Segundo fontes da CNN decisão de Lula aconteceu por telefone com Haddad no último fim de semana, já que o ministro da Fazenda está em viagem para Índia para encontro de ministros no G20. Ficou a caráter de Haddad se a oneração será total ou se o ministro adotará um meio-termo através de um possível escalonamento dos impostos ou desoneração parcial.
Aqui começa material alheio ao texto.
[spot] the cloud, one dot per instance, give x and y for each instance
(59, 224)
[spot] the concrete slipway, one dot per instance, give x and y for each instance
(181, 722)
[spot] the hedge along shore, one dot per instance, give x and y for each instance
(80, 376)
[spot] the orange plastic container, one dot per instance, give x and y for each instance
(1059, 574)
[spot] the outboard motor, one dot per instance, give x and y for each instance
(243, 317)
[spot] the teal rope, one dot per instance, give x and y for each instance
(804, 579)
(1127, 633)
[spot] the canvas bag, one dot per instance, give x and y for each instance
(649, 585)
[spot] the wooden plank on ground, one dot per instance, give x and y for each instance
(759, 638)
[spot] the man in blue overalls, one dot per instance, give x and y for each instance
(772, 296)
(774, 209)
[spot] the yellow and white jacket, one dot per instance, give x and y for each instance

Gleisi e Haddad têm visões opostas sobre este assunto. Enquanto a presidente do partido quer a manutenção da desoneração, o ministro defende o retorno da tributação, diante do impacto para arrecadação dos cofres públicos.
A desoneração tem um impacto anual de cerca de R$ 30 bilhões aos cofres públicos e o fim da desoneração, porém, pode elevar o litro da gasolina em R$ 0,69 e o do etanol em R$ 0,24.
Nos bastidores, auxiliares do governo defendem uma solução de meio-termo: ou um retorno escalonado, com a reoneração em 75% da gasolina e 25% do álcool, ou a desoneração apenas para a Cide sobre a gasolina, que geraria um desconto de R$ 0,10 sobre o litro.